A heredoc (short for “here document”) is defined as follows on Wikipedia:

In computer science, a here document (here-document, heredoc, hereis, here-string or here-script) is a file literal or input stream literal: it is a section of a source code file that is treated as if it were a separate file. The term is also used for a form of multiline string literals that use similar syntax, preserving line breaks and other whitespace (including indentation) in the text.

As far as I know, the most popular use of here documents is to have multiline strings with special characters without the need to manually escape all the special characters. Anyway, according to the same wiki page, a heredoc is syntactically declared as follows:

The most common syntax for here documents, originating in Unix shells, is << followed by a delimiting identifier, followed, starting on the next line, by the text to be quoted, and then closed by the same identifier on its own line.

So far so good. Now, from here onwards I’ll be talking about heredocs specifically in ruby, but as far as I know the discussion applies to most implementations of here documents.

In ruby, a simple heredoc assignment can be as follows:

irb> content = <<HEREDOC
Hello there!
Hurr Burr.
HEREDOC
=> "Hello there!\nHurrBurr.\n

After execution of the above block of code, the variable content will have a value of "Hello there!\nHurrBurr.\n", which is what I expected it to have. However, it is also possible for here documents to overlap. The book The Ruby Programming Language has the following to say about this:

In fact, after reading the content of a here document, the Ruby interpreter goes back to the line it was on and continues parsing it.

So, the following block of code is perfectly valid ruby code:

irb> content = <<HEREDOC + <<THEREDOC + "World"
Hello
HEREDOC
There
THEREDOC

According to the definition of here documents, the created here document should contain everything between the line following <<DELIMITER and the line that contains only DELIMITER. Accordingly, I expected content to be interpreted as

content = "Hello\n" + "Hello\nHERE\nThere\n" + "World"

To clarify on my thought process, I expected that

  1. The first here document would contain everything from the line following <<HEREDOC (line 2) till the line containing only HEREDOC (line 3)
  2. The second here document would have everything from the line following <<THEREDOC (line 2) till the line containing only THEREDOC (line 5)
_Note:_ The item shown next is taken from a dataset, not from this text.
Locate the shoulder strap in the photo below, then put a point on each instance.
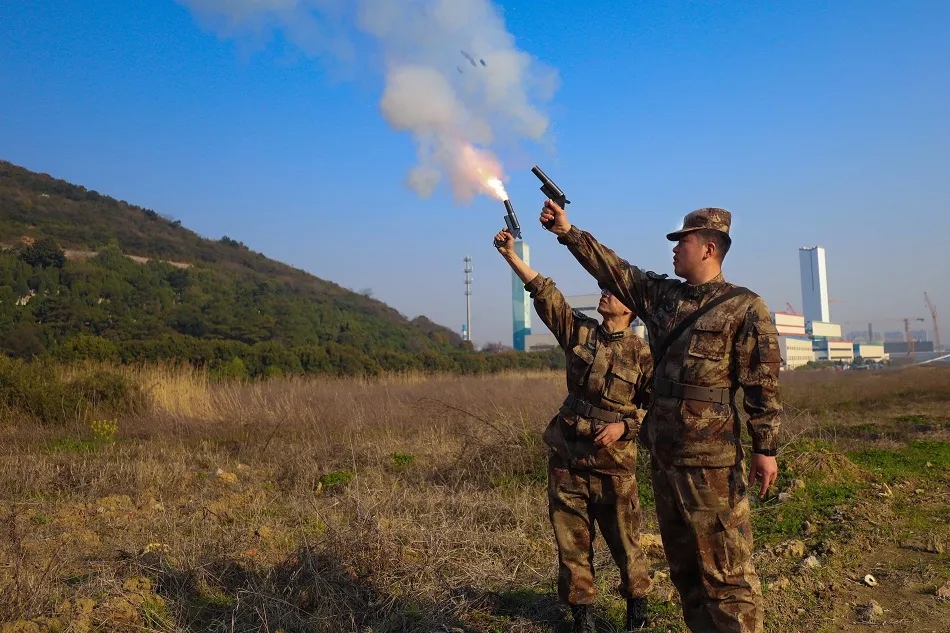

However, this is not what is observed in practice. In reality, the first here document contains the text between lines 2 and 3, and the second here document contains the text between lines 4 and 5, giving us

=> "Hello\nThere\nWorld"

What actually happens here is that the first here document effectively removes lines 2 and 3 from the input. Hence, the line immediately after the <<THEREDOC declaration is actually line 4 and not line 2. This can be best seen from the following example:

irb> content = <<HEREDOC + <<THEREDOC + "World"
Why
THEREDOC
Hello
HEREDOC
There
THEREDOC
=> "Why\nTHEREDOC\nHello\nThere\nWorld"

The first here document contains everything between line 2 and line 5, and the second here document has everything between lines 6 and 7.